You will make a worthy foe, I look forward to humiliating you


----------



## Almostrecovered (Jul 14, 2011)

this town ain't big enough for the two of us


----------



## 2nd_t!me iz_best (Feb 28, 2011)

Almostrecovered said:


> You will make a worthy foe, I look forward to humiliating you


to feel humiliated she would have to actually be able to FEEL something.
gonna be a tough job AR.


----------



## Almostrecovered (Jul 14, 2011)

women- can't live with 'em, can't kill them, cut 'em up into little pieces and stuff 'em in boxes


----------



## Mrs. T (Aug 5, 2011)

Almostrecovered said:


> women- can't live with 'em, can't kill them, cut 'em up into little pieces and stuff 'em in boxes


Sure you can...just don't get caught.


----------



## 2nd_t!me iz_best (Feb 28, 2011)

Almostrecovered said:


> women- can't stuff 'em in boxes


rather get stuffed into their boxes.


----------



## angelpixie (Mar 2, 2012)

2nd_t!me iz_best said:


> rather get stuffed into their boxes.


Touché


----------



## angelpixie (Mar 2, 2012)

Almostrecovered said:


> hmmphh nobody ever started a AR is funny thread!!


 <cue crickets>


----------



## 2nd_t!me iz_best (Feb 28, 2011)

angelpixie said:


> <cue crickets>


Cricket Sound - YouTube


----------



## 2nd_t!me iz_best (Feb 28, 2011)

Almostrecovered said:


> hmmphh nobody ever started a AR is funny thread!!

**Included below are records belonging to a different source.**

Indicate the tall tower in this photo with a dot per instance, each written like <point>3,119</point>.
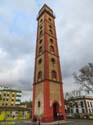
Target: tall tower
<point>48,100</point>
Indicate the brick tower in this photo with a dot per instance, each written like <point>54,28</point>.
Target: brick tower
<point>48,100</point>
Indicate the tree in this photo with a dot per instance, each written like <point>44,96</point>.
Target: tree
<point>85,77</point>
<point>72,94</point>
<point>69,99</point>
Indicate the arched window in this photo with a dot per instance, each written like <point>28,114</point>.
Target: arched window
<point>51,48</point>
<point>38,104</point>
<point>54,75</point>
<point>53,60</point>
<point>50,31</point>
<point>39,75</point>
<point>50,26</point>
<point>51,40</point>
<point>40,61</point>
<point>41,20</point>
<point>41,32</point>
<point>49,19</point>
<point>40,27</point>
<point>40,49</point>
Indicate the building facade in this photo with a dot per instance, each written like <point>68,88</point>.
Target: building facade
<point>81,105</point>
<point>14,113</point>
<point>9,97</point>
<point>48,100</point>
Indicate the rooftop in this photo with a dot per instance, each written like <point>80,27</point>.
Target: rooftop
<point>45,8</point>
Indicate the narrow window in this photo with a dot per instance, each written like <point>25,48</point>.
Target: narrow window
<point>51,48</point>
<point>40,49</point>
<point>54,75</point>
<point>41,32</point>
<point>40,61</point>
<point>39,75</point>
<point>40,27</point>
<point>40,41</point>
<point>50,26</point>
<point>53,60</point>
<point>51,40</point>
<point>50,31</point>
<point>38,104</point>
<point>49,19</point>
<point>40,20</point>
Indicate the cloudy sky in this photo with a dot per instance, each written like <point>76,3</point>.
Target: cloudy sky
<point>18,25</point>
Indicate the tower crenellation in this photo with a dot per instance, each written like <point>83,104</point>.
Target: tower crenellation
<point>47,88</point>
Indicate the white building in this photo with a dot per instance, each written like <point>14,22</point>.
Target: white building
<point>81,105</point>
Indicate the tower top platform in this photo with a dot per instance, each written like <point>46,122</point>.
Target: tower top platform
<point>46,9</point>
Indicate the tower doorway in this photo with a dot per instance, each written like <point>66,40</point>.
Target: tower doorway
<point>55,110</point>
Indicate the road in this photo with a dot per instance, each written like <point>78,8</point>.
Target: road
<point>70,122</point>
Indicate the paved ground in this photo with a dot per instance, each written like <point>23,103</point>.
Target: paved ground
<point>70,122</point>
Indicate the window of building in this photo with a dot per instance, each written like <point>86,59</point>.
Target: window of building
<point>88,104</point>
<point>38,104</point>
<point>41,32</point>
<point>51,40</point>
<point>71,110</point>
<point>54,75</point>
<point>39,75</point>
<point>51,48</point>
<point>53,60</point>
<point>50,31</point>
<point>50,26</point>
<point>89,111</point>
<point>91,104</point>
<point>40,27</point>
<point>83,111</point>
<point>77,110</point>
<point>82,104</point>
<point>41,20</point>
<point>40,49</point>
<point>49,19</point>
<point>40,41</point>
<point>40,61</point>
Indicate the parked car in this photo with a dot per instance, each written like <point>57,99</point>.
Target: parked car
<point>69,115</point>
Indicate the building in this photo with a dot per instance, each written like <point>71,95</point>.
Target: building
<point>14,113</point>
<point>81,105</point>
<point>48,101</point>
<point>9,97</point>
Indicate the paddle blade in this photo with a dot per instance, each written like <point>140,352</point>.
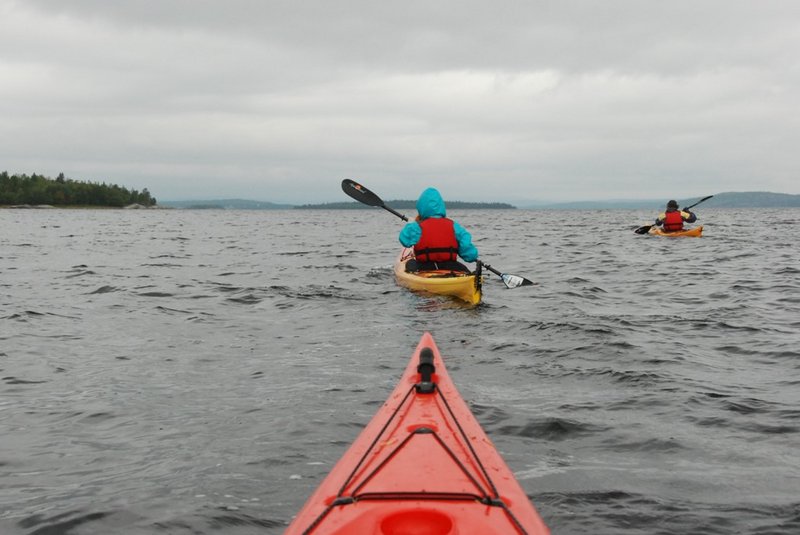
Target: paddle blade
<point>513,281</point>
<point>360,193</point>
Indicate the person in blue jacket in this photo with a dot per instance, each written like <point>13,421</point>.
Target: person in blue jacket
<point>437,240</point>
<point>673,219</point>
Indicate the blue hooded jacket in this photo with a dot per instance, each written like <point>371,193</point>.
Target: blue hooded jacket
<point>431,204</point>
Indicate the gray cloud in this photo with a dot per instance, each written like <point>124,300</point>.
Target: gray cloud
<point>520,100</point>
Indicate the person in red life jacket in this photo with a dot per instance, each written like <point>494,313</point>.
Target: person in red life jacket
<point>437,240</point>
<point>673,219</point>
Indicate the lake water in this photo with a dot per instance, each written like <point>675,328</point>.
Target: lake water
<point>198,372</point>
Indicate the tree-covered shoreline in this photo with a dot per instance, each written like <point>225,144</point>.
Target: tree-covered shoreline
<point>37,189</point>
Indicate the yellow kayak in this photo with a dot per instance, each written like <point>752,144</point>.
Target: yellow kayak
<point>464,286</point>
<point>687,233</point>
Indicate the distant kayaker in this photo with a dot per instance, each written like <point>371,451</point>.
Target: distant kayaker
<point>673,219</point>
<point>437,240</point>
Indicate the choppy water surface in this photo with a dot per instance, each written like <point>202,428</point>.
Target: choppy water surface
<point>199,371</point>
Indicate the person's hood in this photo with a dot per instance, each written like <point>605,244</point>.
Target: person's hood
<point>431,204</point>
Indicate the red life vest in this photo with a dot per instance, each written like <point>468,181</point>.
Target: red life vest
<point>438,242</point>
<point>673,221</point>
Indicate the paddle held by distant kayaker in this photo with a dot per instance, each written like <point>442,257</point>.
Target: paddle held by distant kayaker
<point>673,219</point>
<point>437,240</point>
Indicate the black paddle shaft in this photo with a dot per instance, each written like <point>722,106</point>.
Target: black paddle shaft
<point>363,195</point>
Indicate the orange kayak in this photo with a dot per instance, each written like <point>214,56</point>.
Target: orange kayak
<point>687,233</point>
<point>422,466</point>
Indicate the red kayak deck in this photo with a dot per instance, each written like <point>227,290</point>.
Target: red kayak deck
<point>422,466</point>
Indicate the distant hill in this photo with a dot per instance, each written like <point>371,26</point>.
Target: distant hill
<point>409,205</point>
<point>753,199</point>
<point>226,204</point>
<point>730,199</point>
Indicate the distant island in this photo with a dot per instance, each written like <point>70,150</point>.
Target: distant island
<point>38,190</point>
<point>729,199</point>
<point>751,199</point>
<point>226,204</point>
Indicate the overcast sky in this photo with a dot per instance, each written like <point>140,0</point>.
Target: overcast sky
<point>497,101</point>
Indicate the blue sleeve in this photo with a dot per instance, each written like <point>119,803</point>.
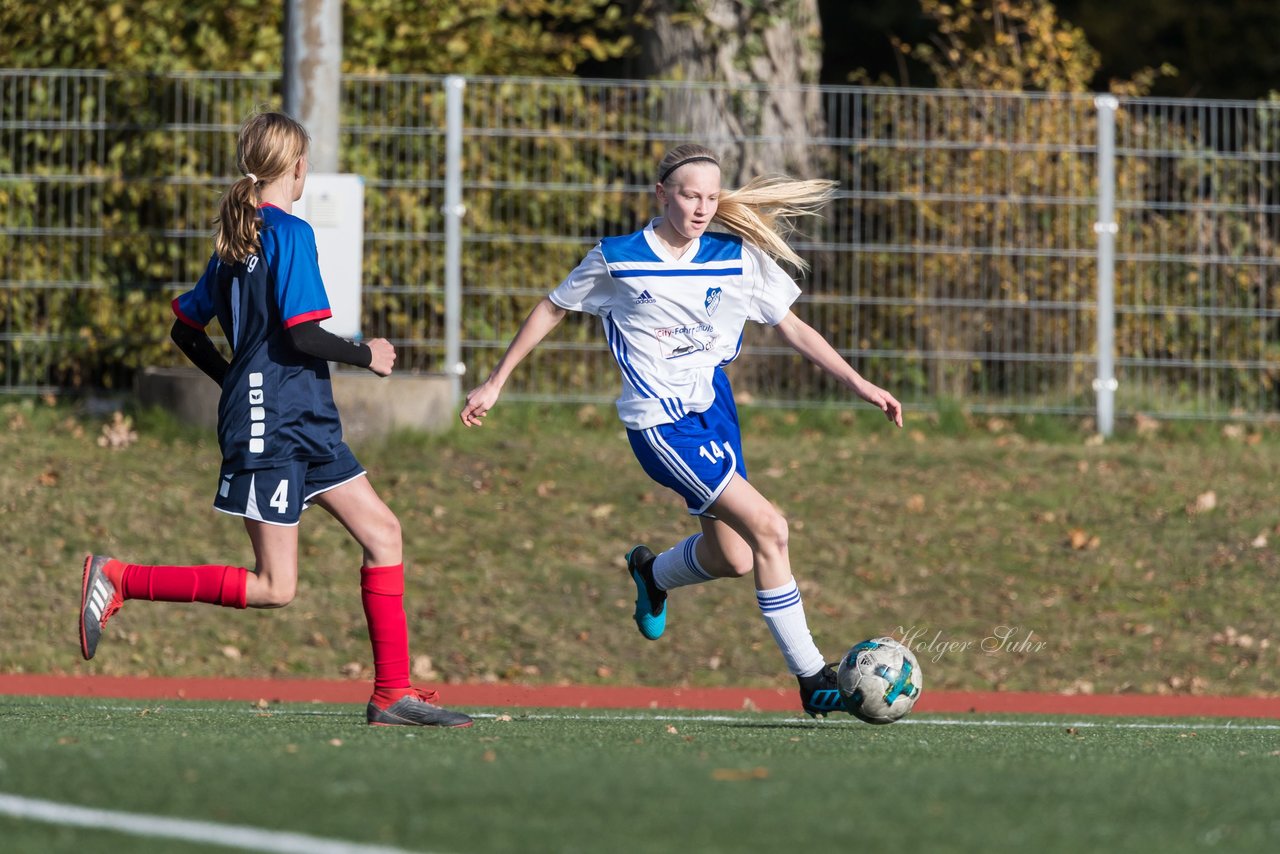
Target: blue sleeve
<point>196,306</point>
<point>289,246</point>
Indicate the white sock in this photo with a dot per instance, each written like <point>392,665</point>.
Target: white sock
<point>784,613</point>
<point>679,567</point>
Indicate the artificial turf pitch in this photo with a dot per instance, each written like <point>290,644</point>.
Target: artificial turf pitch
<point>562,780</point>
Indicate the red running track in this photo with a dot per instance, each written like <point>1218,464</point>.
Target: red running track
<point>600,697</point>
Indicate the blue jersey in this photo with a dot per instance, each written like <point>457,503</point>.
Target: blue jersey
<point>277,402</point>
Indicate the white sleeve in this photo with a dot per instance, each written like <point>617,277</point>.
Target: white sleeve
<point>588,288</point>
<point>772,290</point>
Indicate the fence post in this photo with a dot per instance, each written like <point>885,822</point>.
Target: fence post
<point>453,211</point>
<point>1105,383</point>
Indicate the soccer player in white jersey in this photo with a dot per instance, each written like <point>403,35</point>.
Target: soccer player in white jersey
<point>673,298</point>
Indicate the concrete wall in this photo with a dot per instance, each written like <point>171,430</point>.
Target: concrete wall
<point>370,406</point>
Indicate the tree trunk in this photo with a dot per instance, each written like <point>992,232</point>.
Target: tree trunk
<point>776,44</point>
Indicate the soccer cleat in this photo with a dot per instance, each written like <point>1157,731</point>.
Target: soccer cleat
<point>415,709</point>
<point>99,601</point>
<point>819,694</point>
<point>650,599</point>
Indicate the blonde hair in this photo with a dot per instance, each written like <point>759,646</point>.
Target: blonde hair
<point>762,210</point>
<point>268,147</point>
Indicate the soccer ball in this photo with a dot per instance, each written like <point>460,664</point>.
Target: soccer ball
<point>880,680</point>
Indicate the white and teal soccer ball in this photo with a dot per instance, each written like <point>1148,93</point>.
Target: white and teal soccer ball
<point>880,680</point>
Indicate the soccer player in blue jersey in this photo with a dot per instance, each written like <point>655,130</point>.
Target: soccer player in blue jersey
<point>278,427</point>
<point>673,298</point>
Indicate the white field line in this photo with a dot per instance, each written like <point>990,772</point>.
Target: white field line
<point>251,839</point>
<point>1247,726</point>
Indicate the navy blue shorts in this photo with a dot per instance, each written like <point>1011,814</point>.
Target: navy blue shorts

surprised one of the women (used very loosely here)  havent used their famous line of
want something done right...
i guess i gotta do it myself.


----------



## Almostrecovered (Jul 14, 2011)

your need to rely on emoticons is a sign of weakness

now dont cross me again or I will turtle you


----------



## Almostrecovered (Jul 14, 2011)

you asked for it...


----------



## WadeWilson (Jul 4, 2010)

On the NEXT EPIC edition of TAM...
The showdown you all been waiting for...

The Frog VS The Turtle

Which one will show their Mean
Or their Green?

Stay Tuned


----------



## Silly Husband (Aug 30, 2010)

Too.... Many..... Turtles.... Must.... Look..... Away.....

I gotta agree w/JW. LFFA's posts do lift the spirits. ( and I feel like much less of a perv after reading her exchanges w/2nd time!!! )


----------



## angelpixie (Mar 2, 2012)

Y'know, when you look at AR's turtles for too long, then look away, it's really trippy...


----------



## 2nd_t!me iz_best (Feb 28, 2011)

Almostrecovered said:


> I will turtle you


LOL
this is the second time i have read you saying this.
it sounds...hmmm...like you have to use the restroom butt youre holding out a bit.


----------



## 2nd_t!me iz_best (Feb 28, 2011)

LadyFrogFlyAway said:


> Terrific. :rofl:
> 
> Nice to know we're the anecdotal anti-venom for perversion.


i 2nd that


----------



## LaxUF (Feb 13, 2012)

Almostrecovered said:


> slick move, compliment the competition to lull him into a false sense of security and then BLAM!! drop the hammer!
> 
> You will make a worthy foe, I look forward to humiliating you


----------



## LaxUF (Feb 13, 2012)

2nd_t!me iz_best said:


> LOL
> this is the second time i have read you saying this.
> it sounds...hmmm...like you have to use the restroom butt youre holding out a bit.


This made me totally snarff out loud.... :rofl:


----------